The parallel collections in Scala all have splitters and combiners through which the parallel algorithms are implemented in an uniform way.
Week 4: Data Structures for Parallel Computing
We saw that the Combiner
interface is a useful tool to
implementing parallel data structures in a unified way.
But how should we implement efficient combiners for the
most commonly used collections?
A combiner for sequences would implement the concatenation operation, while a combiner for sets/maps would implement union. However, arrays can’t be concatenated efficiently and most sets/maps take linear time for union.
Two-Phase Construction
To overcome these problems, most combiners use intermediate
data structures. In other words, such combiners
work in two phases. Firstly, they efficiently aggregate/combine
elements (i.e. using +=
and combine
) into the intermediate
data structure. Secondly, they efficiently convert from this
intermediate representation to target one (i.e. the Repr
type
parameter).
For example, the combiner for arrays
is implemented with an array list (i.e.
ArrayBuffer)
of array lists of the actual elements - i.e. ArrayBuffer[ArrayBuffer[T]]
.
When a new element is added (with +=
) to the
combiner, it appends it to the last list, which has
\( O(1) \) complexity. When two array combiners are
concatenated (with combine
) their lists of lists are concatenated.
This operation is linear with respect to the “outer lists”, but is on
average logarithmic with respect to the total number of elements
in the two collections. Finally, the underlying array lists
can be combined into an array in linear time. This could be further
improved by running the concatenation in parallel on multiple processors.
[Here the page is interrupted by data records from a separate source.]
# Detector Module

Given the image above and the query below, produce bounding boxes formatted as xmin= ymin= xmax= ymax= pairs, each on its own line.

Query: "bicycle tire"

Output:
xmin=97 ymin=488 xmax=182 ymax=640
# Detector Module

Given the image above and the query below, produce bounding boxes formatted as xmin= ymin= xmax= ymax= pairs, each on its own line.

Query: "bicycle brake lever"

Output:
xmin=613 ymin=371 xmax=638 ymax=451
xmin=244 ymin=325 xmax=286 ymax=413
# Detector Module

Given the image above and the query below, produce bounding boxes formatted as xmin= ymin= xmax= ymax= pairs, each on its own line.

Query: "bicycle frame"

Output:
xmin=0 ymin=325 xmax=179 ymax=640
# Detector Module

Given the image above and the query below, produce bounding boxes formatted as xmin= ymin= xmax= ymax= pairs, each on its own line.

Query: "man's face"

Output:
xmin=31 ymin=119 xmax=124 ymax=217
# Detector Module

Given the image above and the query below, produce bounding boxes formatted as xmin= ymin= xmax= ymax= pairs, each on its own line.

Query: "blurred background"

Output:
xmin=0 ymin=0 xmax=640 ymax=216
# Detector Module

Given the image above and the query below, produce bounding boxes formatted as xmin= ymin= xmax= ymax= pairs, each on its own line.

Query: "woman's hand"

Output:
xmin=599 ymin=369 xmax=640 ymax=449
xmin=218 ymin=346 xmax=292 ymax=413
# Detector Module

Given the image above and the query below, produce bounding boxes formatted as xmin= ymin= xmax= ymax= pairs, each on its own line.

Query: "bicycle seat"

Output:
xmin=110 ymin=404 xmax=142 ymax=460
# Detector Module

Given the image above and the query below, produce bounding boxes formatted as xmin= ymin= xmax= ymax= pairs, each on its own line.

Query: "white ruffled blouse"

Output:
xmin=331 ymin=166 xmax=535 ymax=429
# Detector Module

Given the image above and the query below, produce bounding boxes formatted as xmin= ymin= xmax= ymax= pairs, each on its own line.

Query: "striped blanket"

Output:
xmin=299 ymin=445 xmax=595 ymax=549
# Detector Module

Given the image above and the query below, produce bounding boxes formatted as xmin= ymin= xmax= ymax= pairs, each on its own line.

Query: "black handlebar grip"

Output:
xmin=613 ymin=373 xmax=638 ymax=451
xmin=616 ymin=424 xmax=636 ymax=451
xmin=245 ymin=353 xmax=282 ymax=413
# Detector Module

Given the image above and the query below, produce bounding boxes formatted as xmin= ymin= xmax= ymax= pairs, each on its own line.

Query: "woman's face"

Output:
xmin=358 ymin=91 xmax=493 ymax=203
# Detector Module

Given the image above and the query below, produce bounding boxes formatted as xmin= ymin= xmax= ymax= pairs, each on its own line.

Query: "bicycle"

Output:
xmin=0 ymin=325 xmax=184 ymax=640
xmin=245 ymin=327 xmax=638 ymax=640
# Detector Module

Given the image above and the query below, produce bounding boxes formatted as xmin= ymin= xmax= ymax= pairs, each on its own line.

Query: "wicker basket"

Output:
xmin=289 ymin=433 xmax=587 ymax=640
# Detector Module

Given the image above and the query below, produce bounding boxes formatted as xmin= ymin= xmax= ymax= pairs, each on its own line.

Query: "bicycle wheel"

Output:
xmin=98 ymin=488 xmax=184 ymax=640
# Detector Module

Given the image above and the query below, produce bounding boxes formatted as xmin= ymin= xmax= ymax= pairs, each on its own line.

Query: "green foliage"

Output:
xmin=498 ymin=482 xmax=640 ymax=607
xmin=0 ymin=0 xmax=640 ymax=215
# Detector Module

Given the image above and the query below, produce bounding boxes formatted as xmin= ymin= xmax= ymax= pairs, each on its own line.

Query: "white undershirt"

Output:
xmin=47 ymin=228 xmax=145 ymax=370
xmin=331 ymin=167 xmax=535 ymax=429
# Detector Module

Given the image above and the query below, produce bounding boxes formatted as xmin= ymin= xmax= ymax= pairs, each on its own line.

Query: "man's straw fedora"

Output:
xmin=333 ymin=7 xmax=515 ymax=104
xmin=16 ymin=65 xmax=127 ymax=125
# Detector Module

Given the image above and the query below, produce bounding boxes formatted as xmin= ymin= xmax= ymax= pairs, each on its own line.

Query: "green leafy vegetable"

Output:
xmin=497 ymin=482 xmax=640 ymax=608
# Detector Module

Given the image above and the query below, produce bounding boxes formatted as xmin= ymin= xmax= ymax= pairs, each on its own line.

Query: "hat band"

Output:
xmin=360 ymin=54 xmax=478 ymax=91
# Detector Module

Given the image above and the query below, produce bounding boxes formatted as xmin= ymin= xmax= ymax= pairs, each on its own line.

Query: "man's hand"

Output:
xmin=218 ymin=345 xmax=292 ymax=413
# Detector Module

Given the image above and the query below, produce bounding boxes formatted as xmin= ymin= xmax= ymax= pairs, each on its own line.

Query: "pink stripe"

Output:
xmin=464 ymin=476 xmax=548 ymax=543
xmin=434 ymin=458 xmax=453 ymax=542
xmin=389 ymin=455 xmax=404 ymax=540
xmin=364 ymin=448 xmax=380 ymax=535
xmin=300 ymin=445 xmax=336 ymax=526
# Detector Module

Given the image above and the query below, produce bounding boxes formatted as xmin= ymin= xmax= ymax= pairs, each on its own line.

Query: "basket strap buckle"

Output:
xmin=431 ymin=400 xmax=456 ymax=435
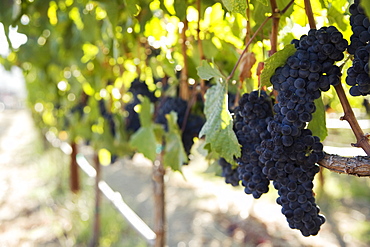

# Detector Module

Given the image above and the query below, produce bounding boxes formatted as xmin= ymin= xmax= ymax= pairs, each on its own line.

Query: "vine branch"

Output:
xmin=304 ymin=0 xmax=370 ymax=163
xmin=318 ymin=154 xmax=370 ymax=177
xmin=226 ymin=0 xmax=294 ymax=81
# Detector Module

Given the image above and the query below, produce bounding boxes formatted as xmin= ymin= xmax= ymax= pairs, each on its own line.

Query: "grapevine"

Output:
xmin=0 ymin=0 xmax=370 ymax=246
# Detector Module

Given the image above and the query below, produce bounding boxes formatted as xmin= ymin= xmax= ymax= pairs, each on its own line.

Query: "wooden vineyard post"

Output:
xmin=89 ymin=154 xmax=101 ymax=247
xmin=70 ymin=142 xmax=80 ymax=193
xmin=152 ymin=154 xmax=166 ymax=247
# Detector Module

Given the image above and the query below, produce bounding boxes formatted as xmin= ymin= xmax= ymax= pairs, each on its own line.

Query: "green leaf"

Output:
xmin=123 ymin=0 xmax=138 ymax=16
xmin=307 ymin=98 xmax=328 ymax=141
xmin=257 ymin=0 xmax=269 ymax=6
xmin=130 ymin=126 xmax=157 ymax=161
xmin=222 ymin=0 xmax=247 ymax=16
xmin=174 ymin=0 xmax=187 ymax=21
xmin=197 ymin=60 xmax=222 ymax=80
xmin=360 ymin=1 xmax=370 ymax=18
xmin=199 ymin=81 xmax=240 ymax=163
xmin=163 ymin=112 xmax=188 ymax=171
xmin=328 ymin=5 xmax=347 ymax=30
xmin=261 ymin=44 xmax=296 ymax=86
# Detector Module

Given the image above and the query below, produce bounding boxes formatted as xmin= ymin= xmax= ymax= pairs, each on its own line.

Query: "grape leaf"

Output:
xmin=328 ymin=6 xmax=347 ymax=30
xmin=130 ymin=126 xmax=157 ymax=161
xmin=197 ymin=60 xmax=222 ymax=80
xmin=123 ymin=0 xmax=138 ymax=16
xmin=261 ymin=44 xmax=296 ymax=86
xmin=257 ymin=0 xmax=269 ymax=6
xmin=222 ymin=0 xmax=247 ymax=16
xmin=163 ymin=111 xmax=188 ymax=171
xmin=174 ymin=0 xmax=187 ymax=20
xmin=360 ymin=1 xmax=370 ymax=18
xmin=307 ymin=98 xmax=328 ymax=141
xmin=199 ymin=80 xmax=240 ymax=164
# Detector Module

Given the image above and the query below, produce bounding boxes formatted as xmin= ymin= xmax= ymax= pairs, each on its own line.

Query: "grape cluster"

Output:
xmin=155 ymin=97 xmax=205 ymax=154
xmin=346 ymin=0 xmax=370 ymax=96
xmin=257 ymin=26 xmax=348 ymax=236
xmin=234 ymin=91 xmax=273 ymax=199
xmin=218 ymin=158 xmax=240 ymax=186
xmin=125 ymin=78 xmax=157 ymax=132
xmin=348 ymin=0 xmax=370 ymax=55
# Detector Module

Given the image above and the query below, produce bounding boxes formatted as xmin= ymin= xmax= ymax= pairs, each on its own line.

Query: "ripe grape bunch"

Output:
xmin=261 ymin=26 xmax=348 ymax=236
xmin=346 ymin=0 xmax=370 ymax=96
xmin=218 ymin=158 xmax=240 ymax=186
xmin=227 ymin=26 xmax=348 ymax=236
xmin=234 ymin=91 xmax=273 ymax=199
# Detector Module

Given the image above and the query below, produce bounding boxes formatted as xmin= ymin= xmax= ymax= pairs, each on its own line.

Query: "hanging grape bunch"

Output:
xmin=223 ymin=26 xmax=348 ymax=236
xmin=346 ymin=0 xmax=370 ymax=96
xmin=218 ymin=158 xmax=240 ymax=186
xmin=234 ymin=91 xmax=272 ymax=199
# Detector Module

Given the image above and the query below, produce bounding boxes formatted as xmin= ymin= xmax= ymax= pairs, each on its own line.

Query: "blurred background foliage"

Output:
xmin=0 ymin=0 xmax=370 ymax=245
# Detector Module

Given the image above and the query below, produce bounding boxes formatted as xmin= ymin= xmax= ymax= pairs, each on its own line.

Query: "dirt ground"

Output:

Similarly, we can implement efficient combiners for hash sets and maps. We can partition the hash codes into buckets corresponding to integer ranges. This allows for the element addition and union can be implemented efficiently. Converting back to original collection takes linear time and is parallelisable.
Conc-Trees
We saw that we can implement efficient combiners for arrays, hash sets, and hash maps. But how about trees? If a tree is no balanced then running parallel operations on it can be challenging.
Conc-Trees are binary tree data structures with efficient addition and union operations that maintain its balanced form. It can be used to implement efficient combiners for arrays.